See your nonprofit through the eyes of a stranger: Hire a mystery shopper

by | May 3, 2018

When you’re running a nonprofit organization and focused on executing that strategic plan you wrote seven months ago, you know the world is changing around you. What can you do to get an outside-in perspective you can use to make course corrections?

Answer: Take a page of out of the for-profit retail playbook and hire a “mystery shopper” to gain a new perspective on your user and donor base.

Mystery shoppers are a well-established tool in many financially driven service sectors, but the principles underlying the idea apply to any mission-driven organization. If you ran a café, you could hire someone to go to your establishment and buy something, then tell you about the experience.

Take that model and apply it to your organization, with this caveat: This is not about snooping around, gathering business intelligence or gaining an unfair advantage over a competitor. It’s about looking at your organization with a fresh set of eyes, seeing it in a broader context of players, learning some new practices and then imitating the good ones.

Shopping for market intelligence

Find someone who is perceptive and curious, but not from your industry. You don’t want someone who has provided similar services, because you don’t want to be blinded by any bias that comes from an insider’s view or jargon. Come up with a list of questions and share them with your shopper.

Apply this approach, for example, to your work with donors. Ask your shopper to look at a few organizations with missions that are comparable to yours or that overlap. You’ll learn how your organization makes it easy to attract and retain new supporters (or not). Your shopper will also be able to describe how similar organizations communicate.

Your shopper will be able to give you more targeted information if you’ve already defined your key customer personas and mapped their customer journeys.When your shopper returns, listen actively to what that person observed.

Once you’ve heard the feedback, take it to your colleagues. Make sure your senior leadership team hears the perspectives from the outside. Keep the conversation short and deliver information that each person can use to become more effective at the tasks at hand.

Shifts happen

The mystery shopper concept is a good way to introduce iterative change to your organization, empowering you to make mid-course corrections from your annual strategic plan and budget.

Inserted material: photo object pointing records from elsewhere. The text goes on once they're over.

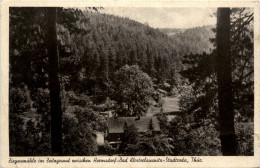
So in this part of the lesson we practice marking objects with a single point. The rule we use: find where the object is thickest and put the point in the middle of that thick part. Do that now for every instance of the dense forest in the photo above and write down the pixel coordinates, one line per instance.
(106, 62)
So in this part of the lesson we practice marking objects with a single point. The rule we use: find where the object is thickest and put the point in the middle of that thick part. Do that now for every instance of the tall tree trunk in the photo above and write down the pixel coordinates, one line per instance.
(225, 94)
(54, 85)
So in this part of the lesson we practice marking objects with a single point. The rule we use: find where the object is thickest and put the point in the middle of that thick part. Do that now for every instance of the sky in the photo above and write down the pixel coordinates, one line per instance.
(167, 17)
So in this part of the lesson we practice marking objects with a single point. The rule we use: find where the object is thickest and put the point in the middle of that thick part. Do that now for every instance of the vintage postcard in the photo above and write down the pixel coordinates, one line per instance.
(130, 84)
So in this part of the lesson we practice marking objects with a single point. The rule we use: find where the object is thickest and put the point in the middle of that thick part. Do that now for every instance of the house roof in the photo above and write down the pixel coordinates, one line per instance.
(116, 125)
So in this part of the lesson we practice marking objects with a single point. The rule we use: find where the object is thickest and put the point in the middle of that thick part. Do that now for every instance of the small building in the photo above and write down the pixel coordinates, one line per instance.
(116, 127)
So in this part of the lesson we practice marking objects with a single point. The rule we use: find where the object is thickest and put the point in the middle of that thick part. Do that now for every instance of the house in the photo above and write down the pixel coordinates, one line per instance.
(116, 127)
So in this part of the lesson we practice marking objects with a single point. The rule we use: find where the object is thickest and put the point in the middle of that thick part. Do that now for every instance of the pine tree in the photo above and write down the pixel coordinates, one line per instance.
(54, 84)
(224, 78)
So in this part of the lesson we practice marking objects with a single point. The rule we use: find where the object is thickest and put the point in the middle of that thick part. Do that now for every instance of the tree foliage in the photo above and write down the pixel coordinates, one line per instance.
(133, 88)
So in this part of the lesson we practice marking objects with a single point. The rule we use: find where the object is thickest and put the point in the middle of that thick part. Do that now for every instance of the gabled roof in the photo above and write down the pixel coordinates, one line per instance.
(116, 125)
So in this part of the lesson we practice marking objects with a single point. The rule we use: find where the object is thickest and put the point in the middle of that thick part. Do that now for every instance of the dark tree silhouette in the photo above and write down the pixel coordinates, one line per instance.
(224, 78)
(54, 84)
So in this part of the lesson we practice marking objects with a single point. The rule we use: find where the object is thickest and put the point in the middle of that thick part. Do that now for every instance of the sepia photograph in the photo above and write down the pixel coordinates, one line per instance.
(141, 81)
(129, 84)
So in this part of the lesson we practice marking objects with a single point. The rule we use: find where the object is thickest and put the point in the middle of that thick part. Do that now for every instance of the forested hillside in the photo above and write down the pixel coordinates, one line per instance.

Strategic plans are useful in mapping the overall direction of your organization, and creating annual budgets aligned with goals that you can share with donors and other stakeholders. They’re also good for writing the marketing materials that explain how you fulfill your mission and helping everyone on your team understand how the items on their daily ‘to-do’ list roll up into some bigger story and broader mission.

The problem with strategic plans, as we like to say at Mod Op Strategic Consulting, is that “shifts happen.” Priorities change. New opportunities pop up in May you did not imagine back in November when you and your leadership team wrote your plan.

By keeping an ear to the marketplace, a mystery shopper can help you catch wind of the shifts before they’re at your doorstep – and allow your organization to respond and adapt to what you learn about your stakeholders (donors, customers, employees and influencers).

My colleagues have written about the value of iteration and the steps to actually execute a strategic vision and how to figure out how many people you need to actually be effective.

Employing a mystery shopper can give you an outside-in perspective that keeps your team fresh. Try it twice a year and it will become part of your organization’s DNA.